Andrea (17) und Sara (14) leben im venezolanischen Küstenstaat La Guaira. In den Tagen nach den Erdbeben erleben sie, wie die Nachbarschaften Hilfe organisieren, Familien einander unterstützen und Freiwillige dort anpacken, wo Unterstützung gebraucht wird.

Auch die beiden Schwestern wollen einen Beitrag leisten. Schon wenige Tage später beteiligen sie sich an Hilfsmaßnahmen in ihrer Gemeinde. „Bereits drei Tage nach der Katastrophe waren wir als Freiwillige vor Ort“, sagt Andrea.

„Bereits drei Tage nach der Katastrophe waren wir als Freiwillige vor Ort.“

Andrea (17), Freiwillige einer lokalen Jugendorganisation, die gemeinsam mit Plan International Menschen nach dem Erdbeben unterstützt
Zerstörte Gebäude in La Guaira nach dem Erdbeben, Trümmer liegen auf den Straßen
Die Folgen des Erdbebens sind in La Guaira sichtbar: Viele Gebäude wurden zerstört Alejandra Otero

Wie Andrea und Sara aktiv wurden

Andrea und Sara schließen sich nach den Erdbeben einer Gruppe junger Freiwilliger an, die Familien in ihrer Gemeinde unterstützt. Gemeinsam mit lokalen Hilfsorganisationen helfen sie dabei, wichtige Hilfsgüter zu verteilen und Menschen zu unterstützen, die von den Folgen der Erdbeben betroffen sind.

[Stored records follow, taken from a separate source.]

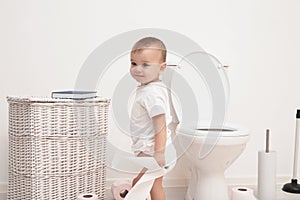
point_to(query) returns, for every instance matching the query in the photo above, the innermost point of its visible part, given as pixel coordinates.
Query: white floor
(178, 194)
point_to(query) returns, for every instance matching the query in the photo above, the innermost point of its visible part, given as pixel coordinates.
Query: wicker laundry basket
(57, 147)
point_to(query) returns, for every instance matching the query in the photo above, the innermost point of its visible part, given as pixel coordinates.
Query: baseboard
(179, 183)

Dazu gehören unter anderem Lebensmittel, Wasser sowie Hygieneartikel für Frauen, Mädchen und Familien. Außerdem helfen sie bei medizinischen Hilfsangeboten und unterstützen dabei, Informationen über die Situation in den betroffenen Wohnvierteln zu sammeln.

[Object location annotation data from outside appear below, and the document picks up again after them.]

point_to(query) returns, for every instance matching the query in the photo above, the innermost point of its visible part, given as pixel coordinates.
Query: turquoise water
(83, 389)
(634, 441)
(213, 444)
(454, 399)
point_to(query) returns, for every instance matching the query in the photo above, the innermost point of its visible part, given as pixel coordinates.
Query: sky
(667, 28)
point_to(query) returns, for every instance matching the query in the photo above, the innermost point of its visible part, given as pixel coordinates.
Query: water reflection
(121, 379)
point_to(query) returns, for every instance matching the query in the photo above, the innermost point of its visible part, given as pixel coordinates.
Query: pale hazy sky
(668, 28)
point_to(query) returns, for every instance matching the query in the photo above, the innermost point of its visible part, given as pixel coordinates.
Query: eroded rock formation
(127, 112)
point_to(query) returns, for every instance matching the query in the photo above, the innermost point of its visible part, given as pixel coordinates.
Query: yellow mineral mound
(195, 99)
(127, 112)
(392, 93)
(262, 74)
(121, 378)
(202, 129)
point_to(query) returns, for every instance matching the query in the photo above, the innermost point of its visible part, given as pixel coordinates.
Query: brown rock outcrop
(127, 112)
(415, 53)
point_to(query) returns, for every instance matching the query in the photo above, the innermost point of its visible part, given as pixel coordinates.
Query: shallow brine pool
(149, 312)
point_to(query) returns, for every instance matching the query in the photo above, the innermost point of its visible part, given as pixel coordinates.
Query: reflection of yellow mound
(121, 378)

Durch die Begegnungen mit den Menschen vor Ort erfahren Andrea und Sara aus erster Hand, welche Herausforderungen viele Familien nach der Katastrophe bewältigen müssen.

Die Lage in La Guaira

Am 24. Juni 2026 erschütterten zwei schwere Erdbeben den Norden Venezuelas. Besonders betroffen war der Küstenstaat La Guaira, wo viele Menschen ihr Zuhause verloren und wichtige Infrastruktur beschädigt wurde. Noch Wochen nach den Erdbeben leben zahlreiche Familien in Notunterkünften oder provisorischen Unterkünften. Wasserknappheit, eingeschränkte sanitäre Versorgung sowie beschädigte Verkehrs- und Kommunikationswege erschweren den Alltag. Mit Beginn der Regenzeit steigt zudem das Risiko weiterer Schäden durch Überschwemmungen und Erdrutsche.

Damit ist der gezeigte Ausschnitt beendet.